Un départ difficile pour les relations franco-algériennes sous Macron

En 2012, la visite de François Hollande à Alger avait signé l’ouverture d’un nouveau chapitre dans les relations franco-algériennes. François Hollande avait reconnu la « souffrance » infligée par le « système profondément injuste et brutal » de la colonisation, bien qu’il n’ait pas présenté d’excuses complètes de la part de la France concernant cet épisode de son histoire. De véritables progrès avaient été accomplis vers le rétablissement de relations plus équilibrées grâce à la mise en place de nouveaux canaux pour les relations bilatérales, y compris du CIHN – Comité intergouvernemental de haut niveau – qui réunit fréquemment des délégations de ministres français et algériens, et du COMEFA – Comité mixte économique franco-algérien –, un forum destiné à renforcer les relations économiques entre les deux pays.
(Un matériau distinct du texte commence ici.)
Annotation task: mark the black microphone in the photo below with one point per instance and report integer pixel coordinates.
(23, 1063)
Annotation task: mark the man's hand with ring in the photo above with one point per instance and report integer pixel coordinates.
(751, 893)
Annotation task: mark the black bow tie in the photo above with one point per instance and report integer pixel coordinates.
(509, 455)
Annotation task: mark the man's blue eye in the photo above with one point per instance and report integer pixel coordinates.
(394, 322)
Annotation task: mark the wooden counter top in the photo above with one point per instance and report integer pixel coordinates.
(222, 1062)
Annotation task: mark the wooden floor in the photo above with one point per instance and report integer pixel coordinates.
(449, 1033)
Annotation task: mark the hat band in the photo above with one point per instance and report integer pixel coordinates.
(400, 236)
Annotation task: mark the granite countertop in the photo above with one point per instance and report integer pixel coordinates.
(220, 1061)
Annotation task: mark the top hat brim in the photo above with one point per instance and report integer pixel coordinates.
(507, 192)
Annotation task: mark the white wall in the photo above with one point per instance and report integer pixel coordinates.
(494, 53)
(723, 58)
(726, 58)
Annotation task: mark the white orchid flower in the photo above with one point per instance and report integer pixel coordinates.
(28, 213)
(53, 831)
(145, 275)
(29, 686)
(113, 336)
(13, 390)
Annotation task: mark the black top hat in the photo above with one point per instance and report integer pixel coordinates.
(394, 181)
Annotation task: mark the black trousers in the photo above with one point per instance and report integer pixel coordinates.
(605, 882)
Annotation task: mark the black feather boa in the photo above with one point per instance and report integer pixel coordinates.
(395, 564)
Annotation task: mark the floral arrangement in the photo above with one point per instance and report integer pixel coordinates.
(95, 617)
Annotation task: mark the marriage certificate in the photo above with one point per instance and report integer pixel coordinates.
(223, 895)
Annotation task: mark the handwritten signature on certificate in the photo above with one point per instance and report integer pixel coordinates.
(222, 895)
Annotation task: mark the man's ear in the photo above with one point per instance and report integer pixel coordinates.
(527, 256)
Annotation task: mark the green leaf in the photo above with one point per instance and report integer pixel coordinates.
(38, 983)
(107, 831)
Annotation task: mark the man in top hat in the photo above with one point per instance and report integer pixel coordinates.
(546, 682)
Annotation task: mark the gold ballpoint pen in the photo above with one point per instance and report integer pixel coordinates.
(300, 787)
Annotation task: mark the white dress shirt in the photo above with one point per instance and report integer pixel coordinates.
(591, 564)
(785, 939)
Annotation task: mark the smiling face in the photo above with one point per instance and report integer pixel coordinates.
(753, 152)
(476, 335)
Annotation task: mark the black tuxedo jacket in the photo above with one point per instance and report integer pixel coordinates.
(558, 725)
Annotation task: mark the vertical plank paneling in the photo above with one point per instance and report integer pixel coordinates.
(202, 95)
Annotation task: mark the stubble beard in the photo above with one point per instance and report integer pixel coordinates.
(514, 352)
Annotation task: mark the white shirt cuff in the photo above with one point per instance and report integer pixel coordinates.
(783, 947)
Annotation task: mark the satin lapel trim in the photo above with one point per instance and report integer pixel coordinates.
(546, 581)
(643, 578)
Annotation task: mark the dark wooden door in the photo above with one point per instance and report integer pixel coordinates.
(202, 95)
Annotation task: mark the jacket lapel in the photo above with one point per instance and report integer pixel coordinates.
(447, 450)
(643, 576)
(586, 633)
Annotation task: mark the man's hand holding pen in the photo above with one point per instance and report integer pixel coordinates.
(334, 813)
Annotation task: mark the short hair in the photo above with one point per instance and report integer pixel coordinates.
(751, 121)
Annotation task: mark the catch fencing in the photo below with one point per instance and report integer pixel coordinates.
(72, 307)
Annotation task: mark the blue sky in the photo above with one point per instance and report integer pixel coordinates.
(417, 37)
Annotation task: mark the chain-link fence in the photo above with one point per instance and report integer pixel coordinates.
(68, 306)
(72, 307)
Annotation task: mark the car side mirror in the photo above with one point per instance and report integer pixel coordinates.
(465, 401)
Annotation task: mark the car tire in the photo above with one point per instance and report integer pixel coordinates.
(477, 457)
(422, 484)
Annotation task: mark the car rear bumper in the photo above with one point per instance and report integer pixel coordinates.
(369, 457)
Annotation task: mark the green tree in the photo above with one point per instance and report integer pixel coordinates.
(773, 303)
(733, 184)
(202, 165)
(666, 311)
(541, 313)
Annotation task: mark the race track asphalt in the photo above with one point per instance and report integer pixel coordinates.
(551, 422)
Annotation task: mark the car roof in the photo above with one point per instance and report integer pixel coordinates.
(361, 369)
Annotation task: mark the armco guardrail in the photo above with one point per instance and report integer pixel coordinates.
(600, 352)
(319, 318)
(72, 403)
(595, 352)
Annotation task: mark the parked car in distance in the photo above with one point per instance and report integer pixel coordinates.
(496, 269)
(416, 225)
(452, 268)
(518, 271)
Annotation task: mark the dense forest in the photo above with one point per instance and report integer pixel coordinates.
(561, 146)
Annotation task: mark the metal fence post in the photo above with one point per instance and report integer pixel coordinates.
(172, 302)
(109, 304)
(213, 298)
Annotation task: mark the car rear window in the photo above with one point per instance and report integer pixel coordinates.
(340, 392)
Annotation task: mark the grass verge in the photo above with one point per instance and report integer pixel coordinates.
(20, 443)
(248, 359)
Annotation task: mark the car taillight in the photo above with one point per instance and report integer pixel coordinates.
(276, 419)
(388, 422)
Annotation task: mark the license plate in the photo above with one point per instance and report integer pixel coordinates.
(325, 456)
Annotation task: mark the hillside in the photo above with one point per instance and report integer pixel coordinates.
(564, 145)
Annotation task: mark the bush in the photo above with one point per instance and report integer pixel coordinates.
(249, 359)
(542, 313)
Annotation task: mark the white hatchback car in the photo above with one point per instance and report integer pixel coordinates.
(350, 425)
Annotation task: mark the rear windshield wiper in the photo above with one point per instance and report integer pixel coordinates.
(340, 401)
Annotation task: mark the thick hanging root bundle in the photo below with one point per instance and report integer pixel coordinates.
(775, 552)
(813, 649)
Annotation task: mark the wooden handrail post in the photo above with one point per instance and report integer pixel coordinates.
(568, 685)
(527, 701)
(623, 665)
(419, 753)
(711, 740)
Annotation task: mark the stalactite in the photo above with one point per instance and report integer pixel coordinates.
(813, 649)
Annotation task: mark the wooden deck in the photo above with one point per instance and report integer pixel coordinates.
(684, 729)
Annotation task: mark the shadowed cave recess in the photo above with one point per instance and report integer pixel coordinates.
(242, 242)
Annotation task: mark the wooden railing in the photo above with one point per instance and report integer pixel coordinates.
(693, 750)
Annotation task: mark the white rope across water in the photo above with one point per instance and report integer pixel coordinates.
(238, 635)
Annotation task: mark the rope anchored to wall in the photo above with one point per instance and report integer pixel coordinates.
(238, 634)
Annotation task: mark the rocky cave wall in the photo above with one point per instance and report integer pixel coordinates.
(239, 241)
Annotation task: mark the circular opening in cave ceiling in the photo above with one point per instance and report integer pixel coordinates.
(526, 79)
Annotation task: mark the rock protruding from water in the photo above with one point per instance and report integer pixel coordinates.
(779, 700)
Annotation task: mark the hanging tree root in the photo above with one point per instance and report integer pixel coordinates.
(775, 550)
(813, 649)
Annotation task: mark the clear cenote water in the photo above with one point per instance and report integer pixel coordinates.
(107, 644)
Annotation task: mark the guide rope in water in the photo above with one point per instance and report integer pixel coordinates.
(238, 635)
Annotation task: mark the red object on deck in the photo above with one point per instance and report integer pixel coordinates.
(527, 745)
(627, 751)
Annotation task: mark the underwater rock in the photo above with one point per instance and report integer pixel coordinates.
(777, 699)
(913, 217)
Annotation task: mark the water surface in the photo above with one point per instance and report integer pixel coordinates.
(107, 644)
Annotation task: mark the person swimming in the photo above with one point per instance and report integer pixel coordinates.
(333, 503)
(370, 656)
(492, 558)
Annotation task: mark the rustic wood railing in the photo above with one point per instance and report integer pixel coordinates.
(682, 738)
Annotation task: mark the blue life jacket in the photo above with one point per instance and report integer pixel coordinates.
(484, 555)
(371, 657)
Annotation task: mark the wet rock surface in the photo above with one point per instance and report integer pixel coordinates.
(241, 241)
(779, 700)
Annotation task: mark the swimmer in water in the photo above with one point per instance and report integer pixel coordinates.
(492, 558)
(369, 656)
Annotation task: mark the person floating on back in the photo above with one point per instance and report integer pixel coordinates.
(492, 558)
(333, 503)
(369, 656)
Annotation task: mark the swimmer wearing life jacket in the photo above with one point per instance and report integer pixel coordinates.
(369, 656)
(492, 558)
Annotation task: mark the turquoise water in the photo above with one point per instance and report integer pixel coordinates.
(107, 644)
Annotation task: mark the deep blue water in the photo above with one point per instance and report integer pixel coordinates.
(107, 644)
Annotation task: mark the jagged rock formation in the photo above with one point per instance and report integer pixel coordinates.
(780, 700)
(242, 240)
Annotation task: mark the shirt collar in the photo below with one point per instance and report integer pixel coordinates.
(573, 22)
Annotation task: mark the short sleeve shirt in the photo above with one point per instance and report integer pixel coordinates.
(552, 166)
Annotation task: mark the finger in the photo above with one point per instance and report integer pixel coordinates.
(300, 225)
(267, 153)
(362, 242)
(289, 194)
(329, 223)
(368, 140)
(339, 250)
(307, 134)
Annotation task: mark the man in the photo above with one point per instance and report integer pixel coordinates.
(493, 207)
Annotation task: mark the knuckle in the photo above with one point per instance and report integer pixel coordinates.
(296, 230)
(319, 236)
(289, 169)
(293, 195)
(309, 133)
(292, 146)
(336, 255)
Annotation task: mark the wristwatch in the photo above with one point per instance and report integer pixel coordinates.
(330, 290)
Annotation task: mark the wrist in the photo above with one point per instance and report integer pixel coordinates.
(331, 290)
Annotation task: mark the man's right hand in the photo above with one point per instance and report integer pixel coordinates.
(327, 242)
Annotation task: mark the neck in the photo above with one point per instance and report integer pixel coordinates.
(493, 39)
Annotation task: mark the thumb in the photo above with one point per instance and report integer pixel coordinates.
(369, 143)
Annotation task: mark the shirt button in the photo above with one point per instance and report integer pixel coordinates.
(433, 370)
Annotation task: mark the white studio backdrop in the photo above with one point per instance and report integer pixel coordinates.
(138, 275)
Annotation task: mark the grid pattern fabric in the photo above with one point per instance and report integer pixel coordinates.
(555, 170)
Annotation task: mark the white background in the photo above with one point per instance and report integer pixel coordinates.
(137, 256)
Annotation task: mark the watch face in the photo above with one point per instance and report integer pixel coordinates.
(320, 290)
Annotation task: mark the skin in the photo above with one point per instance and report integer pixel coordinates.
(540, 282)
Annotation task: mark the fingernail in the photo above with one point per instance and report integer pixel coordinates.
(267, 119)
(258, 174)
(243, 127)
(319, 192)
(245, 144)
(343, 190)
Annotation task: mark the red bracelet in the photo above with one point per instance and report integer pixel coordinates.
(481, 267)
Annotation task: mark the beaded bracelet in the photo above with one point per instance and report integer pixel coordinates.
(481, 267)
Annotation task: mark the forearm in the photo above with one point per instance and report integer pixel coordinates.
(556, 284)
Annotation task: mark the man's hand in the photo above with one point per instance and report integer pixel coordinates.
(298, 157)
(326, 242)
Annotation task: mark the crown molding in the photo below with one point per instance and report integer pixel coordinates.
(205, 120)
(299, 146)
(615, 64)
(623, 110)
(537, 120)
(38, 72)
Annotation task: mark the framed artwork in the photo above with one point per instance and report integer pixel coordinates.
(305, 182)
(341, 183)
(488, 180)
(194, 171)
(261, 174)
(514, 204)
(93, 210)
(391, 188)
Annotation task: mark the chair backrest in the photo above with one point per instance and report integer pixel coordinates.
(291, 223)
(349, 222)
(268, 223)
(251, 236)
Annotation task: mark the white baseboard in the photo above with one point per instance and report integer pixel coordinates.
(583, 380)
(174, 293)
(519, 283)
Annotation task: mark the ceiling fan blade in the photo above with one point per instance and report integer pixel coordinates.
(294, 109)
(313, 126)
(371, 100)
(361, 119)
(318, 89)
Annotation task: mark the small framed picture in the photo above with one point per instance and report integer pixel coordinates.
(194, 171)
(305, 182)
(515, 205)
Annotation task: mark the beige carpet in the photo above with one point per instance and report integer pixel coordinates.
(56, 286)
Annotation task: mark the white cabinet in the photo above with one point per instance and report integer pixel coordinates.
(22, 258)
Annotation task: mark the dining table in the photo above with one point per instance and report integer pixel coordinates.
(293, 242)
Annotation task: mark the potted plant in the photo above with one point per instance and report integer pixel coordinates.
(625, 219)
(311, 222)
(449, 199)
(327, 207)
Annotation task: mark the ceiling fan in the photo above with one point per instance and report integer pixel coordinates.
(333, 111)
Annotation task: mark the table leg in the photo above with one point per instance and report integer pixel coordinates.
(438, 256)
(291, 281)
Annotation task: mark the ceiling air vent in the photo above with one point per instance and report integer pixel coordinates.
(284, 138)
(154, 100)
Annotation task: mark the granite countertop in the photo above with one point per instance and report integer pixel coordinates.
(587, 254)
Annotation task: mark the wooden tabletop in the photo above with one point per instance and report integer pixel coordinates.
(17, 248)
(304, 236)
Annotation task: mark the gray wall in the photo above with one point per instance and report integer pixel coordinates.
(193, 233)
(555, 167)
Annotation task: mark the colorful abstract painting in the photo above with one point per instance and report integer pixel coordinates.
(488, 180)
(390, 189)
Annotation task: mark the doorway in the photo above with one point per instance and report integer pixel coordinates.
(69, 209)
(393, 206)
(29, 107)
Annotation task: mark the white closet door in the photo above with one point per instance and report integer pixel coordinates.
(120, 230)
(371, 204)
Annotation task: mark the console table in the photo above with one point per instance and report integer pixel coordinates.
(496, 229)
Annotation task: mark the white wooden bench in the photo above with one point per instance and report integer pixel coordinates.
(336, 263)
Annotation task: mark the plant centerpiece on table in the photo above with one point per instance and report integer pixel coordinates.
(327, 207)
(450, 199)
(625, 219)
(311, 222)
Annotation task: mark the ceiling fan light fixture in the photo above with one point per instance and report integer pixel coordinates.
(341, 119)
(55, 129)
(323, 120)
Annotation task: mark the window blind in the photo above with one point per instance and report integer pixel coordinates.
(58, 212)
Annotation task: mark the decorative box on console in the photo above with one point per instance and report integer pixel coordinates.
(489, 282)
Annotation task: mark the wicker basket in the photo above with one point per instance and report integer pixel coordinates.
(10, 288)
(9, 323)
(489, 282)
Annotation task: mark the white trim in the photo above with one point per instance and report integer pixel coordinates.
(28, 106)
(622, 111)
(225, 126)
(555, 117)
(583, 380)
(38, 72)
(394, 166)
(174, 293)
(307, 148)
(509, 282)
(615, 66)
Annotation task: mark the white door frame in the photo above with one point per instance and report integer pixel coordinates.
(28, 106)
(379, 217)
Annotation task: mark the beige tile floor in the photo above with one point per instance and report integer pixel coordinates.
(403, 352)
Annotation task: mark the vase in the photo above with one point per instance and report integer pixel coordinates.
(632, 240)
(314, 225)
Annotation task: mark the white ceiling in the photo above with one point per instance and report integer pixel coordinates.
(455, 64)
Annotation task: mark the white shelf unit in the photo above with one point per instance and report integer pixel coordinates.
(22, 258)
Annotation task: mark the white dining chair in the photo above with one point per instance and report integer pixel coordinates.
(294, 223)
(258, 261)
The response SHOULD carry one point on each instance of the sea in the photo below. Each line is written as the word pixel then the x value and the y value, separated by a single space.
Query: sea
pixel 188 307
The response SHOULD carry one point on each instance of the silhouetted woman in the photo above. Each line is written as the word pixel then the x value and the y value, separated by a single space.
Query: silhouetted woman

Mais les résultats se font encore attendre et il reste beaucoup à faire.

La visite d’Emmanuel Macron en Algérie ce mois-ci était particulièrement attendue. Son discours prononcé à Alger durant la campagne présidentielle, au cours duquel il avait qualifié la colonisation française de « crime contre l’humanité », avait fait grand bruit. Beaucoup s’attendaient à ce que son élection marque l’ouverture d’une nouvelle phase dans les relations franco-algériennes. Une fois élu, il a toutefois rompu avec la tradition mise en place par Nicolas Sarkozy and François Hollande, qui avaient fait de l’Algérie leur première escale hors de l’Hexagone : la première visite officielle de Macron fut en effet pour le Maroc, voisin et rival régional de l’Algérie. Avec l’espoir d’apaiser les Algériens, Macron qualifia cette visite de « personnelle » et envoya à Alger son ministre des Affaires étrangères Jean-Yves Le Drian. Depuis, il est passé par presque tous les pays de la région, à l’exception de l’Algérie.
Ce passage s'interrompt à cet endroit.